Way to latch the ISE to a specific domain controller.

shubham patki · ‎04-25-2023

We have ISE 2.6 in our environment and are testing some stuff with AD connection.

Is there a way to connect to a specific AD Domain controller?

TIA

Shubham

Nancy Saini · ‎04-25-2023

You can leverage the feature of Whitelisted Domains in Active Directory page of ISE.

ahollifield · ‎04-25-2023

If I understand your question correctly. AD Sites and Services is what you are looking for.https://www.cisco.com/c/en/us/products/collateral/security/identity-services-engine/bulletin-c25-2503911.html

shubham patki · ‎04-25-2023

I think so too. I read somewhere that using AD Sites and services can be helpful. But that's it, no more details on how can we leverage that to force ISE/PSN to connect to a specific Domain Controller.

Greg Gibbs · ‎04-25-2023

See a similar discussion here:

https://community.cisco.com/t5/network-access-control/ise-ad-sites-and-services/td-p/3335406

ISE joins the domain as a computer account, so it leverages standard AD functions for determining which Domain Controller(s) it should communicate with and in which order. With properly configured AD Sites and the IP/subnet of the ISE node(s) mapped to the correct Site in AD, the ISE nodes will automatically communicate with the DC associated with that Site.

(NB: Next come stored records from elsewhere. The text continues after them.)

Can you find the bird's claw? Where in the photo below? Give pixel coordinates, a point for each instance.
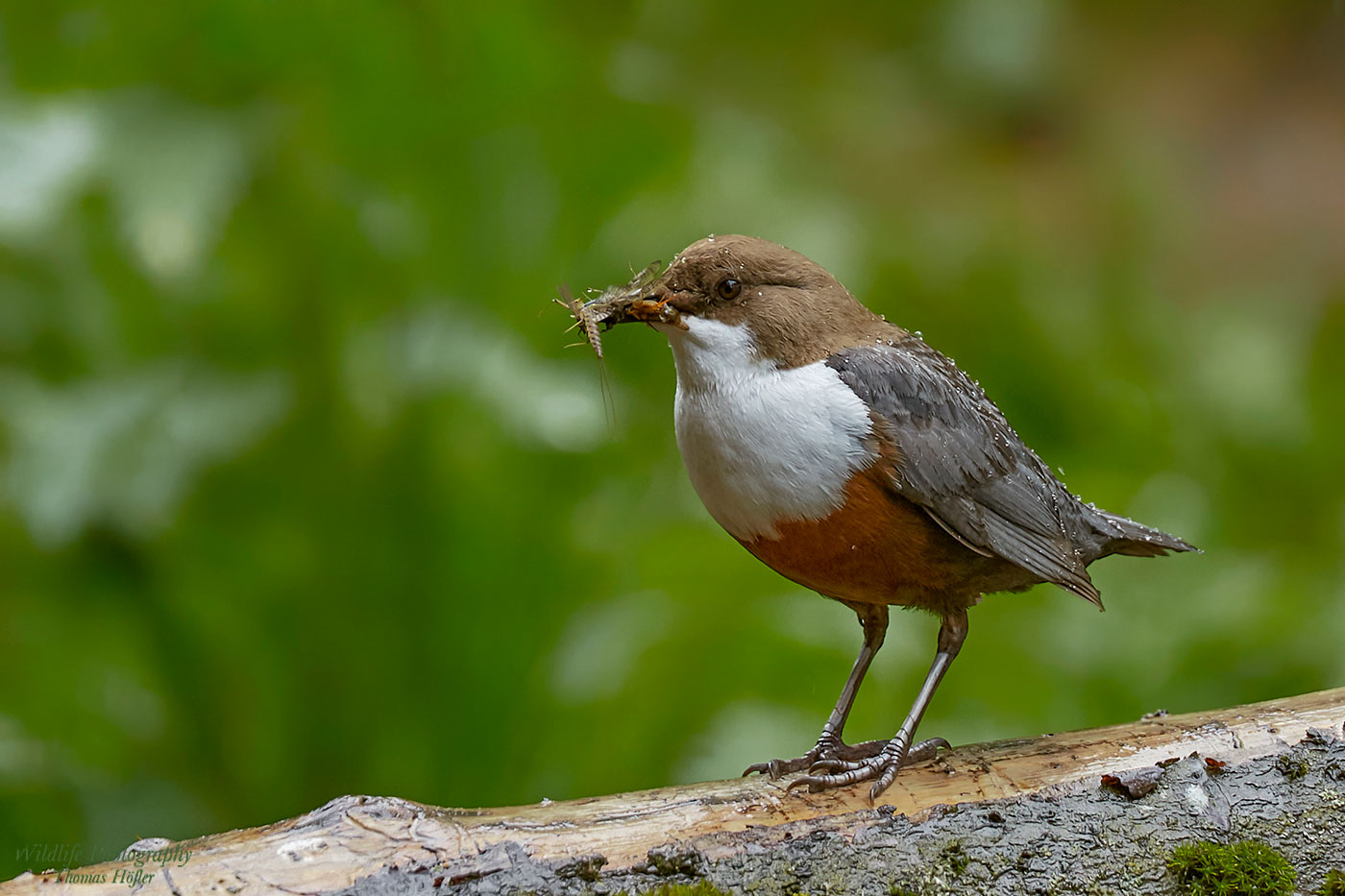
(829, 772)
(829, 748)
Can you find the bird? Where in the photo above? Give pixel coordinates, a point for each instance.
(856, 460)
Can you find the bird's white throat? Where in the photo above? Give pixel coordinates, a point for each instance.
(762, 444)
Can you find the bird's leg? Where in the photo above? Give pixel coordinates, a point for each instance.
(840, 772)
(829, 747)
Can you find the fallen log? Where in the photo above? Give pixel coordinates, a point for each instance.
(1072, 811)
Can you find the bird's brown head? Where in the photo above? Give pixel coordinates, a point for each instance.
(795, 311)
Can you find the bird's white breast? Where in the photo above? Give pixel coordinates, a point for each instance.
(762, 444)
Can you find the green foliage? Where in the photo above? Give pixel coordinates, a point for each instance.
(1237, 869)
(1291, 767)
(303, 494)
(1333, 885)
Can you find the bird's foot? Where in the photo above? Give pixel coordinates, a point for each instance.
(829, 772)
(827, 750)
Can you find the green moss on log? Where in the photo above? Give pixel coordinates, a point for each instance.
(1237, 869)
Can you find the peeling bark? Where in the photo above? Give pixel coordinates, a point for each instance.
(1073, 812)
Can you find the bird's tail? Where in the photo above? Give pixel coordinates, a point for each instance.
(1122, 536)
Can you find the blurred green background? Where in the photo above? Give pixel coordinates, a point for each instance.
(303, 494)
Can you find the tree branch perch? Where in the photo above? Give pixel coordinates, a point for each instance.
(1009, 814)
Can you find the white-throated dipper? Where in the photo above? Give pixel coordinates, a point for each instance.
(854, 459)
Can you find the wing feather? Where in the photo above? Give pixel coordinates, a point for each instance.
(961, 460)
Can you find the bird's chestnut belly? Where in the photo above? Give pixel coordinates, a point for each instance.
(880, 547)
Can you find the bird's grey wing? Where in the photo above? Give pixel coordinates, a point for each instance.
(961, 460)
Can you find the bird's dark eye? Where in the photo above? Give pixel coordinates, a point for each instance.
(728, 288)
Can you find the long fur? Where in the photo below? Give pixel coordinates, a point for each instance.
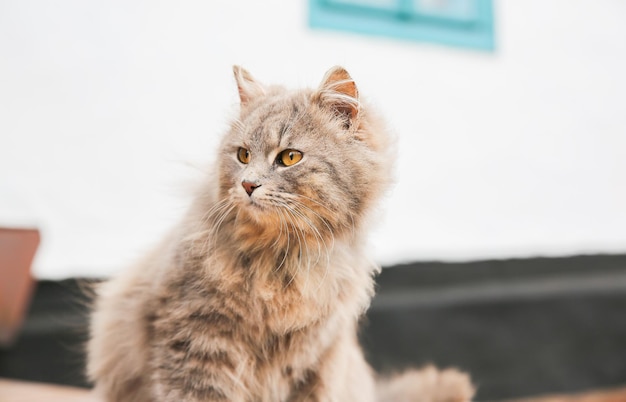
(257, 297)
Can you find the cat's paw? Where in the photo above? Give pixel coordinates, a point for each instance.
(427, 385)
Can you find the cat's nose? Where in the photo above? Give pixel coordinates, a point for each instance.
(250, 186)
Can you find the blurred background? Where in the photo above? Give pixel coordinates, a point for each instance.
(504, 238)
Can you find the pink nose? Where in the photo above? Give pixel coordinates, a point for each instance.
(249, 186)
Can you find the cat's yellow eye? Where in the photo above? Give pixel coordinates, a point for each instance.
(289, 157)
(243, 155)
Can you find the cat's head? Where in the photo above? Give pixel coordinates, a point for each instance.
(308, 163)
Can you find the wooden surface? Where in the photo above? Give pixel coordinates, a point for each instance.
(17, 250)
(20, 391)
(613, 395)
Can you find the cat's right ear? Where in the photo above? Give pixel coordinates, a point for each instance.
(248, 87)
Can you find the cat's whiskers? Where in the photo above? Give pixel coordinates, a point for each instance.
(294, 209)
(352, 226)
(283, 223)
(327, 265)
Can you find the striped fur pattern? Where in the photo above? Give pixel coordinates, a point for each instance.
(255, 297)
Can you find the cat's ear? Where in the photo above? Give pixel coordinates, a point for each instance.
(338, 92)
(248, 87)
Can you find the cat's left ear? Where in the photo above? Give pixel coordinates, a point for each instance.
(248, 87)
(338, 92)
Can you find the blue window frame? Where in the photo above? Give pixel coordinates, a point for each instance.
(465, 23)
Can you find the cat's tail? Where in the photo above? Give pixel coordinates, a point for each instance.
(426, 385)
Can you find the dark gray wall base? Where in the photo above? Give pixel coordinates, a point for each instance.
(520, 327)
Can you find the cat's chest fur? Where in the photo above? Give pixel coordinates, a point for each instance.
(252, 327)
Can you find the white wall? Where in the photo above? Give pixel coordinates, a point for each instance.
(108, 110)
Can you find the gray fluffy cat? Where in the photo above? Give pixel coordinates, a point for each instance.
(256, 295)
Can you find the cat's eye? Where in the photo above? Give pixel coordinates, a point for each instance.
(243, 155)
(289, 157)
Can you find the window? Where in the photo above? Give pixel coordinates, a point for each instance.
(466, 23)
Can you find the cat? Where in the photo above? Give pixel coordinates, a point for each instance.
(256, 295)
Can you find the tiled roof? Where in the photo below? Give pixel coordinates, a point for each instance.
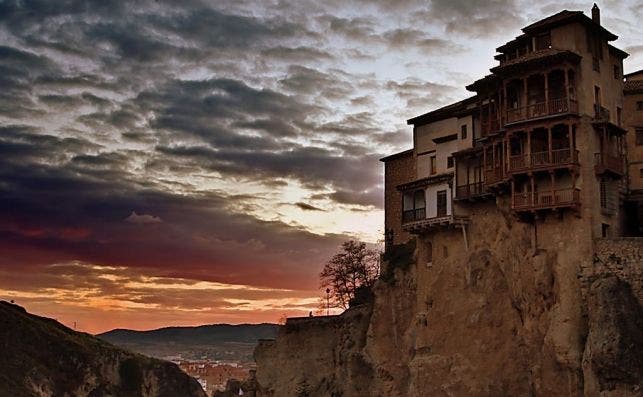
(633, 86)
(443, 112)
(565, 17)
(535, 56)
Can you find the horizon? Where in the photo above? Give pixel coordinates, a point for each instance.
(197, 164)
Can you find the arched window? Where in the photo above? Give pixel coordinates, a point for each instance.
(413, 206)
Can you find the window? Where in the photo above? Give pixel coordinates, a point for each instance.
(413, 206)
(442, 203)
(543, 41)
(639, 136)
(603, 193)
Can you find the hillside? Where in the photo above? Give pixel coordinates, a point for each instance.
(41, 357)
(216, 342)
(205, 334)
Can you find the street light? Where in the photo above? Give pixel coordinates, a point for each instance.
(327, 301)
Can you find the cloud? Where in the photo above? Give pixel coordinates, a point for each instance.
(143, 219)
(307, 207)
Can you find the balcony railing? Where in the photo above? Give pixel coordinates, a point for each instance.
(470, 190)
(605, 162)
(555, 158)
(413, 215)
(489, 126)
(601, 113)
(546, 199)
(542, 109)
(493, 175)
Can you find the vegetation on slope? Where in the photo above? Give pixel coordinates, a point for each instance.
(41, 357)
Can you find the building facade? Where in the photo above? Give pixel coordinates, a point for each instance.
(633, 120)
(544, 136)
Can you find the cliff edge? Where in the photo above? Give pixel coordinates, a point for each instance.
(502, 314)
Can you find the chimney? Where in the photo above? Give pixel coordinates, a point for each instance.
(596, 14)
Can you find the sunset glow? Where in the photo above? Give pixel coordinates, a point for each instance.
(182, 163)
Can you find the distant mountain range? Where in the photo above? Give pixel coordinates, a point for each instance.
(201, 335)
(224, 342)
(41, 357)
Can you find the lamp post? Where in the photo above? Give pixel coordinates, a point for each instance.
(327, 301)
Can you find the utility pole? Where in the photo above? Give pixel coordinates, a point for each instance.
(327, 301)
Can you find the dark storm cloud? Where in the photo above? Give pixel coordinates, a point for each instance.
(413, 38)
(122, 103)
(475, 18)
(296, 54)
(313, 167)
(61, 213)
(422, 94)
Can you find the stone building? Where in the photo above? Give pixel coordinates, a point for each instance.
(543, 137)
(633, 121)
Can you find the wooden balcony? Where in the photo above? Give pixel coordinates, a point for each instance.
(428, 224)
(471, 191)
(548, 199)
(543, 109)
(542, 160)
(417, 214)
(493, 176)
(605, 163)
(489, 126)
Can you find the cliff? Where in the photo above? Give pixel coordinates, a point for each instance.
(510, 309)
(41, 357)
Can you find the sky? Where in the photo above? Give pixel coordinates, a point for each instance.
(181, 163)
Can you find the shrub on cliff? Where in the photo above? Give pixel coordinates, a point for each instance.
(355, 266)
(363, 294)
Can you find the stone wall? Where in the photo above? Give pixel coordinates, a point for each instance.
(612, 285)
(317, 356)
(620, 257)
(398, 169)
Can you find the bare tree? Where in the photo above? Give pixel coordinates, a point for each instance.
(352, 269)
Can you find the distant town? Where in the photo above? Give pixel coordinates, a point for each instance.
(213, 375)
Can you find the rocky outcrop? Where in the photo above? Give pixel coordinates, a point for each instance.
(517, 309)
(41, 357)
(317, 356)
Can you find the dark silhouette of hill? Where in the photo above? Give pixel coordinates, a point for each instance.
(214, 334)
(41, 357)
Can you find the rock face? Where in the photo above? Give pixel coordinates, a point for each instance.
(516, 309)
(41, 357)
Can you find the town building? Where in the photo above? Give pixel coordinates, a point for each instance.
(633, 121)
(544, 137)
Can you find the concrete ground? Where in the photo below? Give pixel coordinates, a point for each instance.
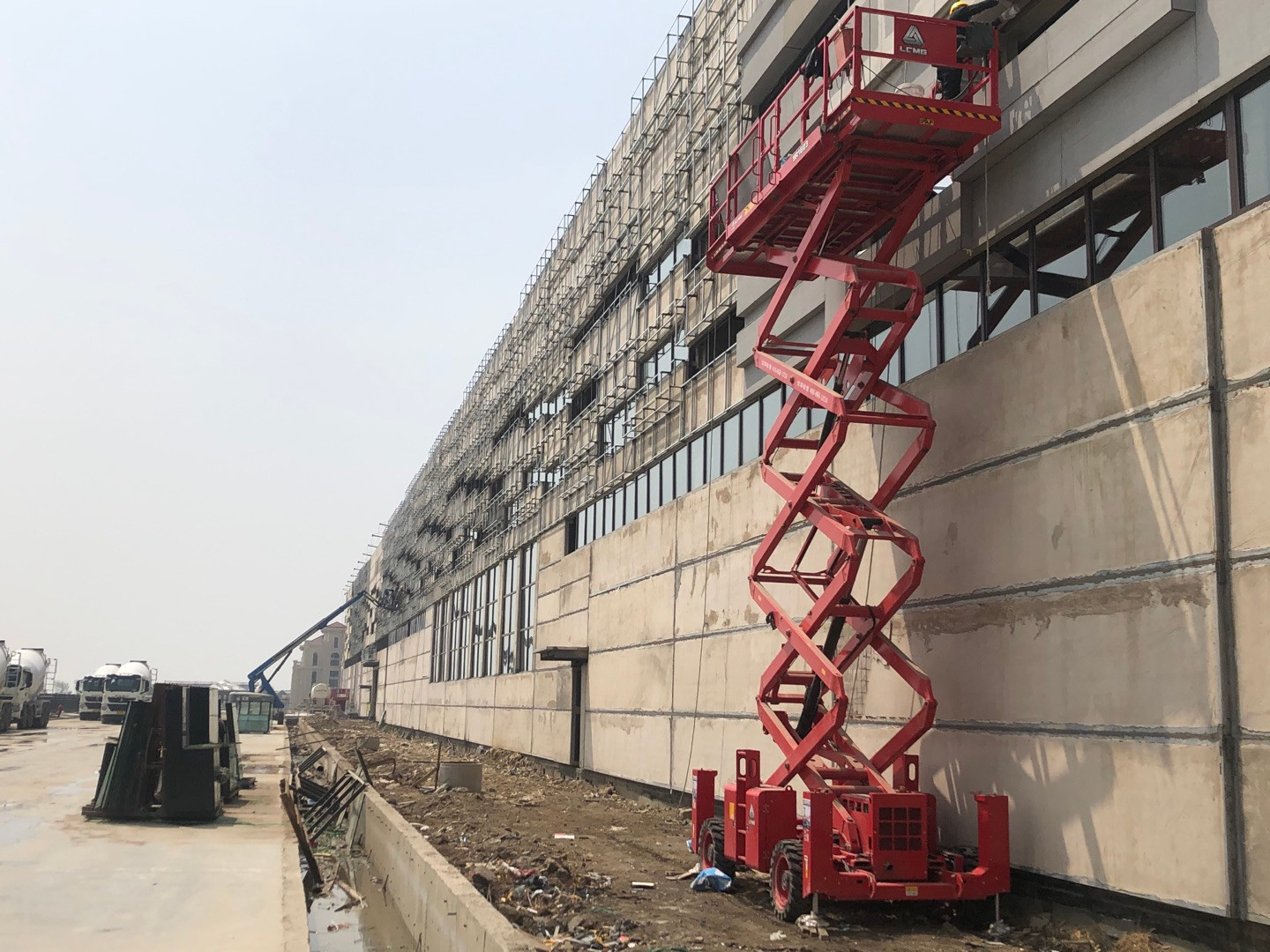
(72, 882)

You can read more about AD Sites here:

https://www.windows-active-directory.com/active-directory-sites.html

poongarg · ‎04-26-2023

Agree with Greg. Use the AD Sites and Services. However, If there is very specific requirement to connect to specific DC in a domain, then open a TAC case. TAC may help with Advanced Tuning of Active Directory Connection.